Comparison of the independent and combined metabolic effects of subchronic modulation of CCK and GIP receptor action in obesity-related diabetes.

OBJECTIVE: Compromise of gastric inhibitory polypeptide (GIP) receptor action and activation of cholecystokinin (CCK) receptors represent mechanistically different approaches to the possible treatment of obesity-related diabetes. In the present study, we have compared the individual and combined effects of (Pro(3))GIP[mPEG] and (pGlu-Gln)-CCK-8 as an enzymatically stable GIP receptor antagonist and CCK receptor agonist molecule, respectively. RESULTS: Twice-daily injections of (pGlu-Gln)-CCK-8 alone and in combination with (Pro(3))GIP[mPEG] in high-fat-fed mice for 34 days significantly decreased the energy intake throughout the entire study (P<0.05 to P<0.01). Body weights were significantly depressed (P<0.05 to P<0.01) in all treatment groups from day 18 onwards. Administration of (pGlu-Gln)-CCK-8, (Pro(3))GIP[mPEG] or a combination of both peptides significantly (P<0.01 to P<0.001) decreased the overall glycaemic excursion in response to both oral and intraperitoneal glucose challenge when compared with the controls. Furthermore, oral glucose tolerance returned to lean control levels in all treatment groups. The beneficial effects on glucose homeostasis were not associated with altered insulin levels in any of the treatment groups. In keeping with this, the estimated insulin sensitivity was restored to control levels by twice-daily treatment with (pGlu-Gln)-CCK-8, (Pro(3))GIP[mPEG] or a combination of both peptides. The blood lipid profile on day 34 was not significantly different between the high-fat controls and all treated mice. CONCLUSION: These studies highlight the potential of (pGlu-Gln)-CCK-8 and (Pro(3))GIP[mPEG] in the treatment of obesity-related diabetes, but there was no evidence of a synergistic effect of the combined treatment.

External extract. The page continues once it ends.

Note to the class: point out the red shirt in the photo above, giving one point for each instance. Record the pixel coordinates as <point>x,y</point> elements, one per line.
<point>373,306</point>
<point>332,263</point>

Metabolic effects of activation of CCK receptor signaling pathways by twice-daily administration of the enzyme-resistant CCK-8 analog, (pGlu-Gln)-CCK-8, in normal mice.

Cholecystokinin (CCK) is a hormone that has important physiological effects on energy balance. This study has used a stable CCK(1) receptor agonist, (pGlu-Gln)-CCK-8, to evaluate the metabolic effects of prolonged administration in normal mice. Twice-daily injection of (pGlu-Gln)-CCK-8 for 28 days resulted in significantly lowered body weights (P<0.05) on days 24 and 28, which was associated with decreased accumulated calorie intake (P<0.01) from day 12 onward. Nonfasting plasma glucose was significantly reduced (P<0.05) on day 28, while plasma insulin concentrations were increased (P<0.05). After 28 days, glucose tolerance and glucose-mediated insulin secretion were not significantly different in (pGlu-Gln)-CCK-8-treated mice. However, following a 15-min refeeding period in 18-h fasted mice, glucose levels were significantly (P<0.05) decreased by (pGlu-Gln)-CCK-8 despite similar food intake and nutrient-induced insulin levels. Insulin sensitivity in (pGlu-Gln)-CCK-8-treated mice was significantly (P<0.01) improved compared with controls. Accumulation of triacylglycerol in liver was reduced (P<0.01) but there were no differences in circulating cholesterol and triacylglycerol concentrations, as well as triacylglycerol content of pancreatic, muscle, and adipose tissue in (pGlu-Gln)-CCK-8 mice. These data highlight the beneficial metabolic effects of prolonged (pGlu-Gln)-CCK-8 administration and confirm a lack of detrimental effects.